Value of $\sum_{r= 0}^{2019}\sum_{k=0}^{r}(-1)^k.(k+1).(k+2).\binom{2021}{r-k} $

Question

What is tried was : $\newcommand{\bbx}[1]{\,\bbox[8px,border:1px groove navy]{\displaystyle{#1}}\,} \newcommand{\braces}[1]{\left\lbrace\,{#1}\,\right\rbrace} \newcommand{\bracks}[1]{\left\lbrack\,{#1}\,\right\rbrack} \newcommand{\dd}{\mathrm{d}} \newcommand{\ds}[1]{\displaystyle{#1}} \newcommand{\expo}[1]{\,\mathrm{e}^{#1}\,} \newcommand{\ic}{\mathrm{i}} \newcommand{\mc}[1]{\mathcal{#1}} \newcommand{\mrm}[1]{\mathrm{#1}} \newcommand{\pars}[1]{\left(\,{#1}\,\right)} \newcommand{\partiald}[3][]{\frac{\partial^{#1} #2}{\partial #3^{#1}}} \newcommand{\root}[2][]{\,\sqrt[#1]{\,{#2}\,}\,} \newcommand{\totald}[3][]{\frac{\mathrm{d}^{#1} #2}{\mathrm{d} #3^{#1}}} \newcommand{\verts}[1]{\left\vert\,{#1}\,\right\vert}$ \begin{align} &\mbox{Note that inside summation is }\quad\left. \sum_{k = 0}^{r}\pars{-1}^{k}\pars{k + 1}\pars{k + 2}{2021 \choose r - k} \right\vert_{\ 2021\ >\ 3} = \left.\partiald[2]{}{x}\sum_{k = 0}^{r}{2021 \choose r - k}x^{k + 2} \right\vert_{\ x\ =\ -1} \end{align} , now how to simplfiy the summation part which needs to be double differentiated or there is some other method to solve for that summation value too ?

Answer 1

In seeking to evaluate

$$\sum_{r=0}^n \sum_{k=0}^r (-1)^k (k+1) (k+2) {n+2\choose r-k}$$

we write

$$2 \sum_{r=0}^n [z^r] (1+z)^{n+2} \sum_{k=0}^r {k+2\choose 2} (-1)^k z^k.$$

The coefficient extractor enforces the range of the inner sum:

$$2 \sum_{r=0}^n [z^r] (1+z)^{n+2} \sum_{k\ge 0} {k+2\choose 2} (-1)^k z^k \\ = 2 \sum_{r=0}^n [z^r] (1+z)^{n+2} \frac{1}{(1+z)^3} = 2 \sum_{r=0}^n [z^r] (1+z)^{n-1} \\ = 2 \sum_{r=0}^n {n-1\choose r} = 2 \times 2^{n-1} = 2^n$$

where we have used $n\ge 1,$ for $n=0$ we find $2[z^0] (1+z)^{-1} = 2.$

Addendum.

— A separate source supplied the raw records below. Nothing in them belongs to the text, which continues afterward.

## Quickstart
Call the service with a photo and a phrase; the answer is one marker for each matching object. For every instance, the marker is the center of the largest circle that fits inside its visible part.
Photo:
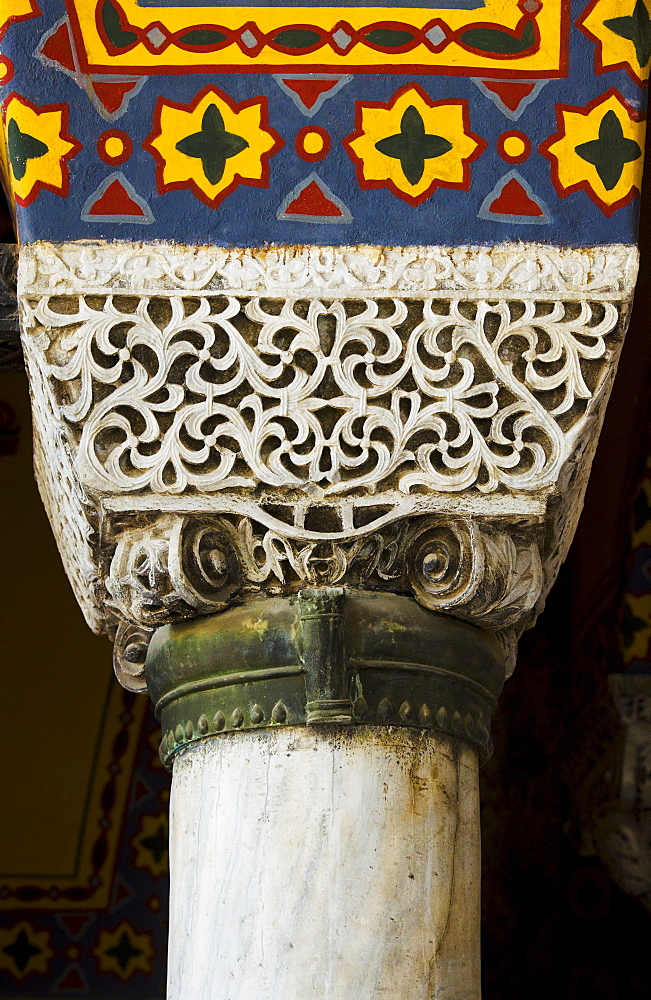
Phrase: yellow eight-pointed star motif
(598, 149)
(212, 145)
(412, 145)
(621, 30)
(37, 146)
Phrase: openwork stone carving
(235, 421)
(11, 355)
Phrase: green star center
(610, 152)
(213, 145)
(22, 147)
(412, 145)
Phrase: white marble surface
(308, 865)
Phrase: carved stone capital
(217, 424)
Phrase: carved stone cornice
(332, 656)
(228, 422)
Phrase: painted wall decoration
(233, 124)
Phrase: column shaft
(336, 864)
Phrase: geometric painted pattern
(407, 114)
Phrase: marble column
(325, 810)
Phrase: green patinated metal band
(328, 657)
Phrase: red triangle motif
(312, 200)
(309, 91)
(111, 94)
(75, 923)
(116, 201)
(71, 980)
(514, 200)
(58, 48)
(510, 92)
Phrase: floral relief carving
(323, 396)
(221, 422)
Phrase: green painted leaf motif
(610, 153)
(636, 27)
(497, 42)
(22, 147)
(203, 36)
(412, 145)
(115, 33)
(297, 38)
(213, 145)
(389, 38)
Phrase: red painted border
(191, 185)
(386, 68)
(115, 133)
(64, 134)
(300, 148)
(599, 66)
(514, 133)
(366, 185)
(544, 148)
(15, 18)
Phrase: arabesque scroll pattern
(328, 397)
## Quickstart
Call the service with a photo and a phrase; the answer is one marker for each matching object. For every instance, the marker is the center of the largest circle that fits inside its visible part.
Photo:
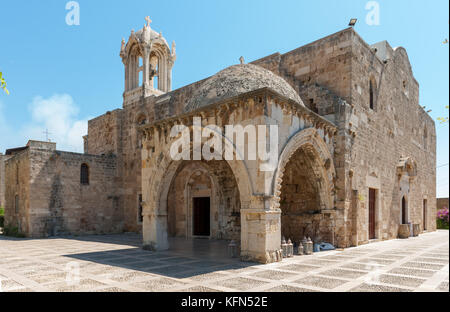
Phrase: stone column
(146, 69)
(260, 231)
(154, 230)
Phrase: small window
(425, 139)
(140, 217)
(84, 174)
(372, 95)
(313, 106)
(16, 204)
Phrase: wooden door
(201, 216)
(424, 214)
(372, 199)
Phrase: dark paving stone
(287, 288)
(322, 282)
(240, 283)
(377, 288)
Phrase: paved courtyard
(115, 263)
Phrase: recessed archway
(304, 188)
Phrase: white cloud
(58, 114)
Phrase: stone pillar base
(261, 235)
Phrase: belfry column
(146, 68)
(154, 225)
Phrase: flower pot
(404, 231)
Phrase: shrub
(442, 219)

We may also change the order of summation as asked in the comments to get

$$2 \sum_{k=0}^n {k+2\choose 2} (-1)^k \sum_{r=k}^n {n+2\choose r-k} = 2 \sum_{k=0}^n {k+2\choose 2} (-1)^k \sum_{r=0}^{n-k} {n+2\choose r} \\ = 2 \sum_{k=0}^n {k+2\choose 2} (-1)^k [z^{n-k}] \frac{1}{1-z} (1+z)^{n+2} \\ = 2 [z^n] \frac{1}{1-z} (1+z)^{n+2} \sum_{k=0}^n {k+2\choose 2} (-1)^k z^k.$$

We once more have a coefficient extractor enforcing the upper limit of the sum and we find

$$2 [z^n] \frac{1}{1-z} (1+z)^{n+2} \sum_{k\ge 0} {k+2\choose 2} (-1)^k z^k = 2 [z^n] \frac{1}{1-z} (1+z)^{n+2} \frac{1}{(1+z)^3} \\ = 2 [z^n] \frac{1}{1-z} (1+z)^{n-1} = 2 \sum_{r=0}^{n-1} {n-1\choose r} = 2 \times 2^{n-1} = 2^n.$$

Here we see that keeping the original order of the two summations was the better method moreover no new features appeared on changing the order.

Answer 2

Hint

I think that this is a red herring.

Consider instead $$S_n=\sum_{r= 0}^{n-2}\sum_{k=0}^{r}(-1)^k\,(k+1)\,(k+2)\binom{n}{r-k}$$ and compute the very first values of $S_n$. You should find avery clear pattern.